# Functional genetics of human innate immunity in the bimodal gamma delta T cell response to Epstein-Barr Virus and in education of NK cells and their re-education to respond to autologous cells

> **NIH NIH R01** · STANFORD UNIVERSITY · 2020 · $391,250

## Abstract

This project investigates how human genetic variation diversifies innate immune responses to infection and
cancer. Aim 1 concerns innate immunity to Epstein-Barr Virus (EBV), a cause of cancer. We found humans
form two equally sized groups based on their response to EBV. Group 1 make strong Natural Killer (NK) cell
and Vγ9Vδ2 T cell responses, whereas Group 2 combine a vigorous NK cell response with a poor Vγ9Vδ2 T
cell response. This difference does not correlate with sex, HLA type, prior exposure to EBV or CMV,
abundance of Vγ9Vδ2 T cells, or their functionality in the two groups. We propose that this even balance of
responders and non-responders arises because of costs and benefits in making a Vγ9Vδ2 T cell response to
EBV. Genetic precedents from our previous work are functionally distinctive haplotypes of both the killer cell
immunoglobulin-like receptor (KIR) gene family, and the HLA class I gene family.
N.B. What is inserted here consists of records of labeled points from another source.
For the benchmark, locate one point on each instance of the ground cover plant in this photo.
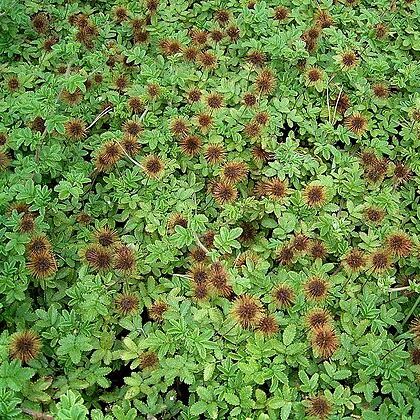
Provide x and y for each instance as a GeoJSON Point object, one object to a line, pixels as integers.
{"type": "Point", "coordinates": [209, 209]}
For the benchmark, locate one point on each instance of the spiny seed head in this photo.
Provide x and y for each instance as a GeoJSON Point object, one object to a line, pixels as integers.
{"type": "Point", "coordinates": [318, 250]}
{"type": "Point", "coordinates": [38, 244]}
{"type": "Point", "coordinates": [214, 153]}
{"type": "Point", "coordinates": [179, 127]}
{"type": "Point", "coordinates": [216, 35]}
{"type": "Point", "coordinates": [153, 166]}
{"type": "Point", "coordinates": [124, 259]}
{"type": "Point", "coordinates": [324, 342]}
{"type": "Point", "coordinates": [157, 310]}
{"type": "Point", "coordinates": [233, 33]}
{"type": "Point", "coordinates": [247, 310]}
{"type": "Point", "coordinates": [24, 346]}
{"type": "Point", "coordinates": [281, 13]}
{"type": "Point", "coordinates": [120, 14]}
{"type": "Point", "coordinates": [136, 105]}
{"type": "Point", "coordinates": [42, 264]}
{"type": "Point", "coordinates": [265, 81]}
{"type": "Point", "coordinates": [249, 99]}
{"type": "Point", "coordinates": [222, 16]}
{"type": "Point", "coordinates": [374, 214]}
{"type": "Point", "coordinates": [131, 145]}
{"type": "Point", "coordinates": [300, 242]}
{"type": "Point", "coordinates": [234, 172]}
{"type": "Point", "coordinates": [148, 360]}
{"type": "Point", "coordinates": [319, 407]}
{"type": "Point", "coordinates": [223, 192]}
{"type": "Point", "coordinates": [348, 60]}
{"type": "Point", "coordinates": [318, 318]}
{"type": "Point", "coordinates": [381, 31]}
{"type": "Point", "coordinates": [190, 145]}
{"type": "Point", "coordinates": [355, 260]}
{"type": "Point", "coordinates": [399, 244]}
{"type": "Point", "coordinates": [75, 129]}
{"type": "Point", "coordinates": [380, 90]}
{"type": "Point", "coordinates": [199, 273]}
{"type": "Point", "coordinates": [315, 195]}
{"type": "Point", "coordinates": [106, 236]}
{"type": "Point", "coordinates": [108, 155]}
{"type": "Point", "coordinates": [283, 295]}
{"type": "Point", "coordinates": [380, 261]}
{"type": "Point", "coordinates": [132, 128]}
{"type": "Point", "coordinates": [268, 325]}
{"type": "Point", "coordinates": [127, 303]}
{"type": "Point", "coordinates": [98, 257]}
{"type": "Point", "coordinates": [285, 255]}
{"type": "Point", "coordinates": [316, 288]}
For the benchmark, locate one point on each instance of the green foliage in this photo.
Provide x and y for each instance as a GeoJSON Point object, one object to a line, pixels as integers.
{"type": "Point", "coordinates": [128, 247]}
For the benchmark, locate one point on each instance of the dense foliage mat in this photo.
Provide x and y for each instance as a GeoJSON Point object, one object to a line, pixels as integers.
{"type": "Point", "coordinates": [209, 209]}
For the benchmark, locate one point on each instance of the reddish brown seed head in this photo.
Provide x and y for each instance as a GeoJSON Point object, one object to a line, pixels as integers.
{"type": "Point", "coordinates": [24, 346]}
{"type": "Point", "coordinates": [157, 310]}
{"type": "Point", "coordinates": [42, 264]}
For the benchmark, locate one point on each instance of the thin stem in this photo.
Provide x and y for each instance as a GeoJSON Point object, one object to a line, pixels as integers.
{"type": "Point", "coordinates": [411, 310]}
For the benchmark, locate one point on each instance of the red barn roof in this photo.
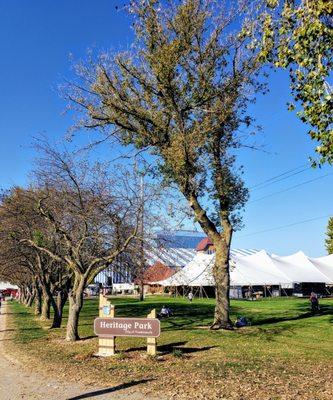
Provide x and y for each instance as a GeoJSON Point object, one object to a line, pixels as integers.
{"type": "Point", "coordinates": [204, 244]}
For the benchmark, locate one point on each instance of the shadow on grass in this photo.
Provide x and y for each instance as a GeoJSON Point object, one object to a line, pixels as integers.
{"type": "Point", "coordinates": [170, 347]}
{"type": "Point", "coordinates": [109, 390]}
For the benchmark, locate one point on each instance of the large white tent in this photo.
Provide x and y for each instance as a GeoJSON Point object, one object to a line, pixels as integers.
{"type": "Point", "coordinates": [256, 269]}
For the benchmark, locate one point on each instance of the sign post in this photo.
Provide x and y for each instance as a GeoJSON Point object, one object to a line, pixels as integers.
{"type": "Point", "coordinates": [107, 327]}
{"type": "Point", "coordinates": [106, 346]}
{"type": "Point", "coordinates": [151, 341]}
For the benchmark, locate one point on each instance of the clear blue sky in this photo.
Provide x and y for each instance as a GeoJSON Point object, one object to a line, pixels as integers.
{"type": "Point", "coordinates": [36, 40]}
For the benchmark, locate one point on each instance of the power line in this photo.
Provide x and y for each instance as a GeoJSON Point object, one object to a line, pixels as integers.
{"type": "Point", "coordinates": [280, 179]}
{"type": "Point", "coordinates": [280, 175]}
{"type": "Point", "coordinates": [290, 188]}
{"type": "Point", "coordinates": [288, 225]}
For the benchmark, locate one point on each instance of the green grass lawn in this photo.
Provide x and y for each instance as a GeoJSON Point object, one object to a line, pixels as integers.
{"type": "Point", "coordinates": [284, 344]}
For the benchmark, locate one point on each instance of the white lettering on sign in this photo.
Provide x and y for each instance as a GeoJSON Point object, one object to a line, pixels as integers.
{"type": "Point", "coordinates": [144, 327]}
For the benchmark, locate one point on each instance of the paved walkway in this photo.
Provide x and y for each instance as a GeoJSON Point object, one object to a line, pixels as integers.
{"type": "Point", "coordinates": [17, 382]}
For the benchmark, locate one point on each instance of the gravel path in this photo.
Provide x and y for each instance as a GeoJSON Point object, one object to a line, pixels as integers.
{"type": "Point", "coordinates": [17, 382]}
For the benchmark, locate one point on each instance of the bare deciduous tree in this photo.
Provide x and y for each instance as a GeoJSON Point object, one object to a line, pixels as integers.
{"type": "Point", "coordinates": [182, 92]}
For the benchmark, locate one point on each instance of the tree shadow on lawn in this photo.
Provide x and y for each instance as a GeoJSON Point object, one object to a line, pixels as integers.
{"type": "Point", "coordinates": [109, 390]}
{"type": "Point", "coordinates": [170, 347]}
{"type": "Point", "coordinates": [188, 316]}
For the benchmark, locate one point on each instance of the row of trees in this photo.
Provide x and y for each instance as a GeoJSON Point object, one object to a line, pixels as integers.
{"type": "Point", "coordinates": [75, 220]}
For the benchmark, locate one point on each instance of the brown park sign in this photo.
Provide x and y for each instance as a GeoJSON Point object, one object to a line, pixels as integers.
{"type": "Point", "coordinates": [137, 327]}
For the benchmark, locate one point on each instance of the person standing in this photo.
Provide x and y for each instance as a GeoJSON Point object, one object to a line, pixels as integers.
{"type": "Point", "coordinates": [314, 302]}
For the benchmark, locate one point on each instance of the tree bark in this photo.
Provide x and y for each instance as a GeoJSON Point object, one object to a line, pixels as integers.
{"type": "Point", "coordinates": [142, 291]}
{"type": "Point", "coordinates": [46, 305]}
{"type": "Point", "coordinates": [222, 287]}
{"type": "Point", "coordinates": [38, 301]}
{"type": "Point", "coordinates": [58, 307]}
{"type": "Point", "coordinates": [30, 299]}
{"type": "Point", "coordinates": [75, 305]}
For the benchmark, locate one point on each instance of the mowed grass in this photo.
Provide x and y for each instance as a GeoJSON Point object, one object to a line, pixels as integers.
{"type": "Point", "coordinates": [285, 350]}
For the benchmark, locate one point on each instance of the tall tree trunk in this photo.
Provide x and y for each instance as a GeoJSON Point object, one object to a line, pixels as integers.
{"type": "Point", "coordinates": [30, 299]}
{"type": "Point", "coordinates": [75, 305]}
{"type": "Point", "coordinates": [222, 287]}
{"type": "Point", "coordinates": [58, 307]}
{"type": "Point", "coordinates": [38, 300]}
{"type": "Point", "coordinates": [142, 291]}
{"type": "Point", "coordinates": [46, 305]}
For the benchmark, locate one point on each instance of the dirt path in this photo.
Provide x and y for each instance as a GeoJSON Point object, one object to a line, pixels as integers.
{"type": "Point", "coordinates": [17, 382]}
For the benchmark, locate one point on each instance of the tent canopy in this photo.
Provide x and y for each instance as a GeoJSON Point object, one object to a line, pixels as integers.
{"type": "Point", "coordinates": [256, 269]}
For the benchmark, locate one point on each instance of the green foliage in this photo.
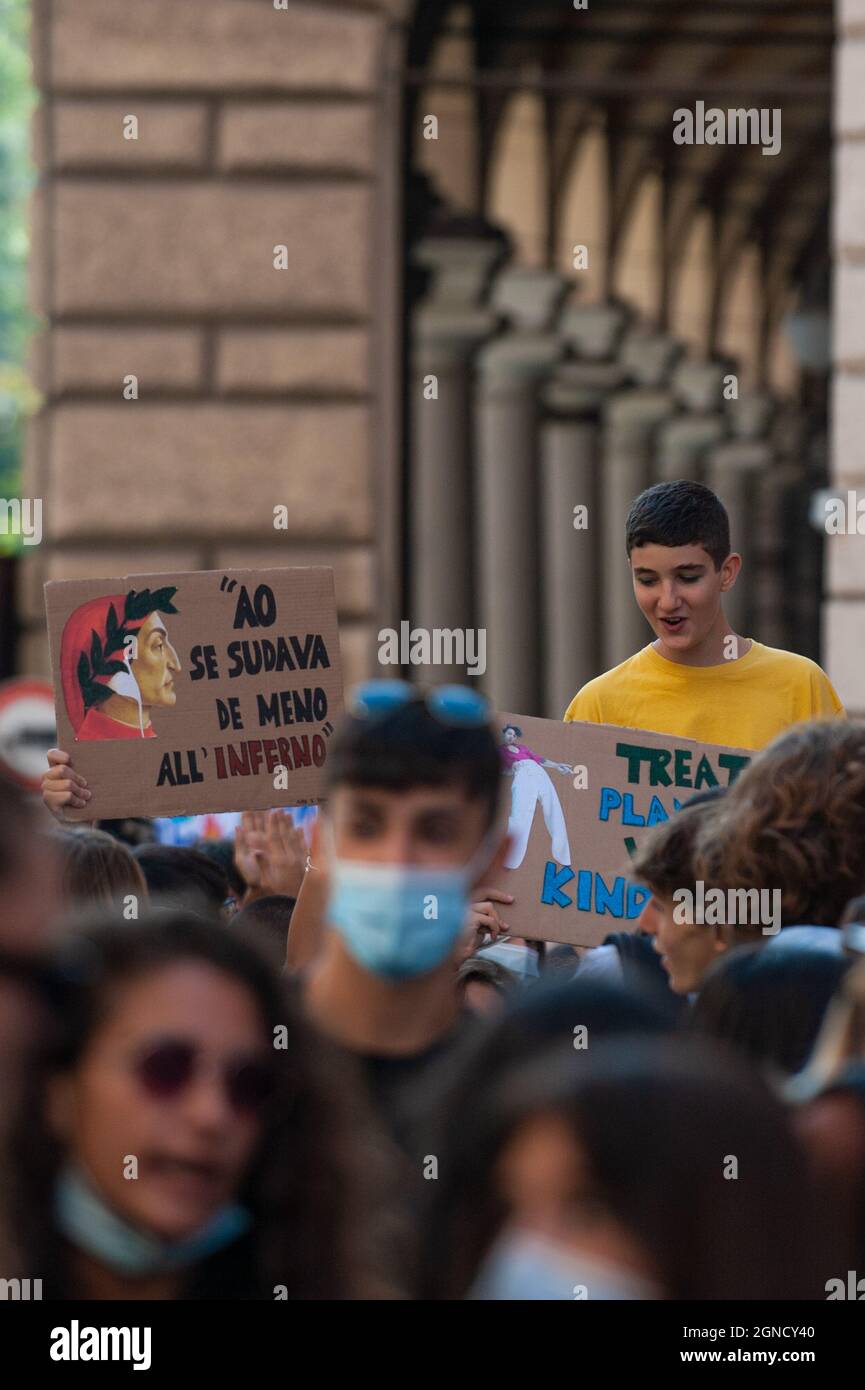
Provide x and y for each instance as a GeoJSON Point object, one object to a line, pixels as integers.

We will determine genetic
and functional differences that distinguish Group 1 and 2 donors, with three approaches. First, we will define
the γδ T cell receptor repertoires for resting and EBV-activated γδ T cells of Group 1 and 2 donors. Second, we
will define the phenotype and function of EBV-responding Vγ9Vδ2 T cells and NK cells in Group 1 and 2
individuals. Third, the γδ T cells of Group 1 and 2 individuals will be compared by high throughput RNA
sequencing. Aim 2 examines NK cell and γδ T cell crosstalk in response to EBV. Our preliminary data shows
that γδ T cells have an inhibitory effect on NK cell function in the context of EBV, and that this effect is distinct
in Group 1 vs Group 2 donors. We propose an examination of NK cell and γδ T cell crosstalk that incorporates
both NK cell educational status, and the dichotomous γδ T cell responses to EBV. Aim 3 examines interactions
between KIR and HLA-A, B and C that control NK cell development and responses to infected or malignant
cells that have low expression of HLA class I. These interactions involve four HLA class I epitopes and four
inhibitory KIR (iKIR). The polymorphism of KIR and HLA, their independent segregation and stochastic KIR
expression, mean that most humans express ligands without receptors and vice versa. During development,
NK cells expressing an HLA epitope and its cognate iKIR, become educated to kill cells that lack the epitope.
Consequently, educated NK cells can instigate a graft-versus-tumor (GVT) response in leukemia patients
following allogeneic hematopoietic cell transplant. The GVT response clears residual tumor cells and improves
patient survival. Preliminary experiments demonstrate that NK cells can be re-educated in vitro to kill malignant
cells. We will determine the potential for re-education in a donor cohort representing all 12 common genetic
combinations of the 4 HLA epitopes. This will give new insight on NK cell education and provide the foundation
for re-educating autologous NK cells as immunotherapy for leukemia. In summary, this work will define...

## Key facts

- **NIH application ID:** 9864030
- **Project number:** 5R01AI136952-02
- **Recipient organization:** STANFORD UNIVERSITY
- **Principal Investigator:** PETER R PARHAM
- **Activity code:** R01 (R01, R21, SBIR, etc.)
- **Funding institute:** NIH
- **Fiscal year:** 2020
- **Award amount:** $391,250
- **Award type:** 5
- **Project period:** 2019-02-05 → 2024-01-31

## Primary source

NIH RePORTER: https://reporter.nih.gov/project-details/9864030

## Citation

> US National Institutes of Health, RePORTER application 9864030, Functional genetics of human innate immunity in the bimodal gamma delta T cell response to Epstein-Barr Virus and in education of NK cells and their re-education to respond to autologous cells (5R01AI136952-02). Retrieved via AI Analytics 2026-05-22 from https://api.ai-analytics.org/grant/nih/9864030. Licensed CC0.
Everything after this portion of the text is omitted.